Should you shake hands with your opponent after he makes mincemeat of you? Or, the other side of this, should you shake hands with a guy that you’ve just annihilated three games to zero? The answer (albeit, from a suspected recluse): Don’t shake hands with anybody. Ever! Why? you may ask. It’s not that I’m encouraging people to shun others and to live the ascetic lifestyle of hermits. You shouldn’t shake hands because these guys will make you sick, that’s why. The guy who beat you mercilessly and the guy you coldly wiped out can present you with gifts that have absolutely no sentimental value whatsoever, believe me. I’m talking Salmonella, E. coli, norovirus and adenovirus, to name a few of these freebies. And do ya know why these germy things are on their hands? Probably (let’s not give them the benefit of the doubt) because they didn’t wash their hands in the bathroom ( most men and women don’t, you can look it up).

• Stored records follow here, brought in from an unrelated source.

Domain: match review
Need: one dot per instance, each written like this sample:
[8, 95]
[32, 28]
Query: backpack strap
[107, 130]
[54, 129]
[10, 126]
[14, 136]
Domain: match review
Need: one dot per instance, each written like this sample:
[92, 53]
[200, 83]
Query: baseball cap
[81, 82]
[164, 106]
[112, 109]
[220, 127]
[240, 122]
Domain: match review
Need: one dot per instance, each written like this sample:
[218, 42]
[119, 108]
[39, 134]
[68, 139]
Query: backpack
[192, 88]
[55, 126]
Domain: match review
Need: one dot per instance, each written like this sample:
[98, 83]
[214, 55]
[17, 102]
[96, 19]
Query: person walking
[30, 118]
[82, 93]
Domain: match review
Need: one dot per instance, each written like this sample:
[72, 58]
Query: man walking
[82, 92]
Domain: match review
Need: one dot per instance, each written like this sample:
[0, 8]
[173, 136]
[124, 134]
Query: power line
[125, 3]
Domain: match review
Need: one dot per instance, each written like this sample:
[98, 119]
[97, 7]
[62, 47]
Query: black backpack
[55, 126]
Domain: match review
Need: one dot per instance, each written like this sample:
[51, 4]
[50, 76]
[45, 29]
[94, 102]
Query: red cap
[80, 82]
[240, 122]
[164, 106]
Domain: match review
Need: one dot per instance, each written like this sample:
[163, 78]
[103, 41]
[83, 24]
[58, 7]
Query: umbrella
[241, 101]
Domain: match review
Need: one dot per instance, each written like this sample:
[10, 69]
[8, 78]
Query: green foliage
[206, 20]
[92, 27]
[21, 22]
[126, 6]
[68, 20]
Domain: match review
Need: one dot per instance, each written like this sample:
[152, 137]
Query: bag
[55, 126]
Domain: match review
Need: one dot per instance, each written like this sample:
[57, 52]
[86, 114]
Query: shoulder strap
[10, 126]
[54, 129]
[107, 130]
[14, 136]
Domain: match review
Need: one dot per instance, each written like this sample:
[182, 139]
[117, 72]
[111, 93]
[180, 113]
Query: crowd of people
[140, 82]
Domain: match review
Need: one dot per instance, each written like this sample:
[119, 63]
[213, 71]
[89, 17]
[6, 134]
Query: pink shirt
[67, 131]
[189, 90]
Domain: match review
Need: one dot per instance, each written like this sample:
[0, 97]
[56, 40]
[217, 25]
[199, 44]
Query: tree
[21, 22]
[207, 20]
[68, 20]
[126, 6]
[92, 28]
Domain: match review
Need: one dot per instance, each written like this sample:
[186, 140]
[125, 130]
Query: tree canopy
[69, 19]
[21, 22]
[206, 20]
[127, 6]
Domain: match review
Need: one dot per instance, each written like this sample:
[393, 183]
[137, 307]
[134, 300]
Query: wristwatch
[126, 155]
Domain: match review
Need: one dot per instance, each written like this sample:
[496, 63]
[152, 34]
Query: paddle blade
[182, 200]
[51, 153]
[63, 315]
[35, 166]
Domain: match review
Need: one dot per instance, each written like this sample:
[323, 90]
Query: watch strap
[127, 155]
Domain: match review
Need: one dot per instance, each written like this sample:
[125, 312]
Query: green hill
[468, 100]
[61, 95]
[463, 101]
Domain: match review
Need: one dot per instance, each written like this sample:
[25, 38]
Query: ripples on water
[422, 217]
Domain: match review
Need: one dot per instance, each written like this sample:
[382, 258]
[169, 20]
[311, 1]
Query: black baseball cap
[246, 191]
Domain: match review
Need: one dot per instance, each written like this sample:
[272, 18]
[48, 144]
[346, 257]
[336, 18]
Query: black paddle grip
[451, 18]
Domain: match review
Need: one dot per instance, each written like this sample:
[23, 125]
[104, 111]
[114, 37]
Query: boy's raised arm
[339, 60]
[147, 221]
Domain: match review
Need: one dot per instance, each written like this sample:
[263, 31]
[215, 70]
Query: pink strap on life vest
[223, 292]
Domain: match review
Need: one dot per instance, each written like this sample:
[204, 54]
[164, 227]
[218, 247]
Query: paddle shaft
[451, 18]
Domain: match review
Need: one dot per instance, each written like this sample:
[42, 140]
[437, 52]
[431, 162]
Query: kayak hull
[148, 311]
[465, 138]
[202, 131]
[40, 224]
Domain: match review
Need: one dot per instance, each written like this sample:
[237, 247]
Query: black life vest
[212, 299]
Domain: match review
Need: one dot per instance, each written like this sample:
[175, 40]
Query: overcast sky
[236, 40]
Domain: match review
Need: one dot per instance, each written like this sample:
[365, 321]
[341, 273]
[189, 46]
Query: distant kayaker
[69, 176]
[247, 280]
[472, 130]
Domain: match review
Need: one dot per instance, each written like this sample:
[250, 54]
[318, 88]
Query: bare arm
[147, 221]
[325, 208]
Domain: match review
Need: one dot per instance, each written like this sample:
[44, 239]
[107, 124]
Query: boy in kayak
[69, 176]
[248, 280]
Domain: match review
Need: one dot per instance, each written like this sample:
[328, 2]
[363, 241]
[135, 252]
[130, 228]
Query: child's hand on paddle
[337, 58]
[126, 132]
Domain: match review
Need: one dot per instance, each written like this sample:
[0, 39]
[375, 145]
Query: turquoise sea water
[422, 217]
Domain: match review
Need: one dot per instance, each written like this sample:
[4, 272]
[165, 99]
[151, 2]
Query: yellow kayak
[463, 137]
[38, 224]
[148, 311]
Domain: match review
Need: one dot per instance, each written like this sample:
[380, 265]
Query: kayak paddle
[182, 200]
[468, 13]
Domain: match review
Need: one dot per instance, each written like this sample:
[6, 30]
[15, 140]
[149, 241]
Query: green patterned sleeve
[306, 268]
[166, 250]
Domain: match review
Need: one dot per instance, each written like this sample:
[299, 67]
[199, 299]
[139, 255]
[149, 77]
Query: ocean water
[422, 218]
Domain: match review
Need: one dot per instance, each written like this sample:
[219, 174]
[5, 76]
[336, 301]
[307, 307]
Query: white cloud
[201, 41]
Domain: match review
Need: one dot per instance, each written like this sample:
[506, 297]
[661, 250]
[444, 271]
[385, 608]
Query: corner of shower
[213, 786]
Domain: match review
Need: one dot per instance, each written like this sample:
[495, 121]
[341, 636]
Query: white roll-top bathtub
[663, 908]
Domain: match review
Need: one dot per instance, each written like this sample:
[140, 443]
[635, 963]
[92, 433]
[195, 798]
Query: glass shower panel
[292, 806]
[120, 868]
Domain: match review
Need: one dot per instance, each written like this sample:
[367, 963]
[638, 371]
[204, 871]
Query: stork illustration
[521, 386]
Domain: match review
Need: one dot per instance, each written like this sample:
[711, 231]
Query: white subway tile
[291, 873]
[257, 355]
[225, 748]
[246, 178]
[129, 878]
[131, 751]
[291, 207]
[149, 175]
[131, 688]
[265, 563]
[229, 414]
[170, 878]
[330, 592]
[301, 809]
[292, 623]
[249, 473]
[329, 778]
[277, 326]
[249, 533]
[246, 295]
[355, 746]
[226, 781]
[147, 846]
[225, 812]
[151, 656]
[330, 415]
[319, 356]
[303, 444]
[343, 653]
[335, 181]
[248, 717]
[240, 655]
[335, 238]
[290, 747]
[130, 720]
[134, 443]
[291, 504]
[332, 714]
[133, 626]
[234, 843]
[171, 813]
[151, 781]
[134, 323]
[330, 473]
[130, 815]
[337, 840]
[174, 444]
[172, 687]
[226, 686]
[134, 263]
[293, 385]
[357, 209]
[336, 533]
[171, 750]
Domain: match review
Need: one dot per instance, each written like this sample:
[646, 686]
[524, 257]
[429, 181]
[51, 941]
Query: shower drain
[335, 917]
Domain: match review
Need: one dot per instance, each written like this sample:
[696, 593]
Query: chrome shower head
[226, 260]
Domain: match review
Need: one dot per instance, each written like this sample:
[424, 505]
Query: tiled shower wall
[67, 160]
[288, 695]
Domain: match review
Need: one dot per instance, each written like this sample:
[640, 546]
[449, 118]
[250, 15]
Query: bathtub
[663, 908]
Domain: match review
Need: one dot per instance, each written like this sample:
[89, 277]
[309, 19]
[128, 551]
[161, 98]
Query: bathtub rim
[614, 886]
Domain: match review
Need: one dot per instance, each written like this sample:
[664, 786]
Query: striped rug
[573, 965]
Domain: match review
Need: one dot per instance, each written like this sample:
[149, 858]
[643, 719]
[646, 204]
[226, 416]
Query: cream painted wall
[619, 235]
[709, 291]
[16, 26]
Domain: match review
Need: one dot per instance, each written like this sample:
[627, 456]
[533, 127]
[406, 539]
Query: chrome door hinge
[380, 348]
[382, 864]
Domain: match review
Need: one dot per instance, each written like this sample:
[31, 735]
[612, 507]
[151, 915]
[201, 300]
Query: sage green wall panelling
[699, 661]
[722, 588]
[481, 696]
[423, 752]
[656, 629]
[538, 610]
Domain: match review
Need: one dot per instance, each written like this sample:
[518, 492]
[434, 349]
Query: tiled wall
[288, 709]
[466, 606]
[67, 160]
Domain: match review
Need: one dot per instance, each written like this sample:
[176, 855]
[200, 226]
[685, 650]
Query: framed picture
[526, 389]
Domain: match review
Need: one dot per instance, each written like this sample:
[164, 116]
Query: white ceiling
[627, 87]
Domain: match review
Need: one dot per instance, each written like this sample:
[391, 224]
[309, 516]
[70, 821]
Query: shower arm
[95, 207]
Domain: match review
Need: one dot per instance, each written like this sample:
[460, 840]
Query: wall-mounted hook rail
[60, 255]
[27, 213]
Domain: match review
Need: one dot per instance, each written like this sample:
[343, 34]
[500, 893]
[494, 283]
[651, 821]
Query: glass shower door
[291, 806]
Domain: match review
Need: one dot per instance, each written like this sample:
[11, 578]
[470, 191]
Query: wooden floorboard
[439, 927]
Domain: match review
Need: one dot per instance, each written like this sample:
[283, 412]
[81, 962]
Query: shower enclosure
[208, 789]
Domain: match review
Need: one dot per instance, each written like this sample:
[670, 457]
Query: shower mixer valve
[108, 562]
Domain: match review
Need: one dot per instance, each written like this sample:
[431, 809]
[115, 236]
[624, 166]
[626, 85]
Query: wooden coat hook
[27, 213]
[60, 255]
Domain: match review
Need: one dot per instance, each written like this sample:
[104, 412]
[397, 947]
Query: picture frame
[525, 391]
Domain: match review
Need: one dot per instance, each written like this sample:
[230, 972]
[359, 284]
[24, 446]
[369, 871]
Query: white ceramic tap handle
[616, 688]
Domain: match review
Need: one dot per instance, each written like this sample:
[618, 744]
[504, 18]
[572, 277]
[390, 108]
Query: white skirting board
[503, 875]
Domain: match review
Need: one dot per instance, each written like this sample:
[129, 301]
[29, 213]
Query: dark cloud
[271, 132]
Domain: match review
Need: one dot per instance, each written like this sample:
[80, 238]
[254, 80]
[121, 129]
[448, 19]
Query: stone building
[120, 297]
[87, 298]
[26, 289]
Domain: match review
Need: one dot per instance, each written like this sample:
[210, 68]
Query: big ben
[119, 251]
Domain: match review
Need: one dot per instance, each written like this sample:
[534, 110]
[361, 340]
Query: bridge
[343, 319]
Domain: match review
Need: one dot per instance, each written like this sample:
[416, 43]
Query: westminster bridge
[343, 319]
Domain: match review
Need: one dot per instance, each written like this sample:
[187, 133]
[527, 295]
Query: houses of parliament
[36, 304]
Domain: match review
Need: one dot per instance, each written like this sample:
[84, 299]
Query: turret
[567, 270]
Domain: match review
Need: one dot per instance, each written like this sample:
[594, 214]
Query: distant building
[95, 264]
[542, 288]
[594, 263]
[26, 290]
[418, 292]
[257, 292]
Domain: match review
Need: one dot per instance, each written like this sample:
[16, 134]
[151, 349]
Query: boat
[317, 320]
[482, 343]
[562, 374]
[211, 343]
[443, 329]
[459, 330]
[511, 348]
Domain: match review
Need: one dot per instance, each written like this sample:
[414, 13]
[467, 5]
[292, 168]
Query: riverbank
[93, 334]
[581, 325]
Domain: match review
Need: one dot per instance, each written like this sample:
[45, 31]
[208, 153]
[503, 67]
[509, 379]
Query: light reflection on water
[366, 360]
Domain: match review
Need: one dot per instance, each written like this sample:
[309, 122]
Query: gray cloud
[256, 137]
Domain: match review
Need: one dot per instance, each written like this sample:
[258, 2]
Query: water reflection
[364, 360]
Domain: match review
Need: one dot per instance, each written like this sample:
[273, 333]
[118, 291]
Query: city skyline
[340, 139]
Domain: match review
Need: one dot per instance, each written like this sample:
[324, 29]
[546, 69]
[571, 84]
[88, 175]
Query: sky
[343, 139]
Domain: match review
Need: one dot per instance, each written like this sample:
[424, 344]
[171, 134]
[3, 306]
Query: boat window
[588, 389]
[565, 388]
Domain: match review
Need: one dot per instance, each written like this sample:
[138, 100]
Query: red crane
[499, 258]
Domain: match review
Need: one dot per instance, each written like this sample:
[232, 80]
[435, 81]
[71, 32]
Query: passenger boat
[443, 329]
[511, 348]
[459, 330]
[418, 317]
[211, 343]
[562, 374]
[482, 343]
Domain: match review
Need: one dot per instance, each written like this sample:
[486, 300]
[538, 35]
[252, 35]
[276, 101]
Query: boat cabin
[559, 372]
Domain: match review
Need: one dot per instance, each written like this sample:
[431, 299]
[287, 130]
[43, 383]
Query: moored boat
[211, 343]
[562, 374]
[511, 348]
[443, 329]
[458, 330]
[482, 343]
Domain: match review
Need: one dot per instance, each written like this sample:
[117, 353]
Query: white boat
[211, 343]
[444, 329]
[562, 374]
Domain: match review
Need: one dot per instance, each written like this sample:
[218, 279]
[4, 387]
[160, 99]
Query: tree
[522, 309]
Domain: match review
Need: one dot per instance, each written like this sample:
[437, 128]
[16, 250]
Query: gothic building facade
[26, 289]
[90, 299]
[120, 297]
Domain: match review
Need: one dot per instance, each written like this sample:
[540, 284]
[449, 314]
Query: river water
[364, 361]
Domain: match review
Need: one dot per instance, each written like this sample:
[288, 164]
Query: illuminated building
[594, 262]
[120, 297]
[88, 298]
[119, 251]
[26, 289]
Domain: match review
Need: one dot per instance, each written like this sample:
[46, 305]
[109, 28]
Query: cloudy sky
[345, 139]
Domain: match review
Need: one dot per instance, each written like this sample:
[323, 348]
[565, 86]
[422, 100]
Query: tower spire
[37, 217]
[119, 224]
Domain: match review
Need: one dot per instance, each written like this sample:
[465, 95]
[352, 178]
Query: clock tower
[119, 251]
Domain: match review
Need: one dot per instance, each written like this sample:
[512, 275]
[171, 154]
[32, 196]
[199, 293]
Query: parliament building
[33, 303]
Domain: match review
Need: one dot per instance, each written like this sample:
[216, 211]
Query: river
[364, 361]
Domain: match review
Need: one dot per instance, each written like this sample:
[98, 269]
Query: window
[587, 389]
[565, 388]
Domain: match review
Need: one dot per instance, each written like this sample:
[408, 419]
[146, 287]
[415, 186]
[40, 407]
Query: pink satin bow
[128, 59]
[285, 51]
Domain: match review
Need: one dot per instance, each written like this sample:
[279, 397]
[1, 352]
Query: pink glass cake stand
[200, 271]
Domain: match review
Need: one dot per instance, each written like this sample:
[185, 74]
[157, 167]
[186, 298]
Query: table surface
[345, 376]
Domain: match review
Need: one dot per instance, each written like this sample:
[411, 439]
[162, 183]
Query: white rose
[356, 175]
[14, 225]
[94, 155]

It’s not just the turkeys who don’t wash their hands in the bathroom, either. It’s the guys who have runny noses that can also make you sick. Let’s not leave them out of the equation. Ever notice how often they go to the hanky in-between points. Well let me tell you something about that. After they spit or blow their noses, they stick those disgusting rags (they should use tissues) into their pockets, and then they serve the whole hazardous cocktail to you via your beloved Xushaofa 3 star 40 mm sphere. And, voila, after you’ve inadvertently touched your eyes, your nose or your mouth, you’ve got exactly what that shnook across the table has (except you have to wait for the incubation period).
So? Can we do anything. Yes. Use a fistbump (knuckles to knuckles). Use those sanitizers, PLEEZ!. Wash your hands with soap in the bathroom, PLEEZ! And do yourself a favor, too – get a flu shot. Tell ‘em Groucho sent ya. Lao Du
(Please note: Full disclosure – I am no longer a practicing hermit.)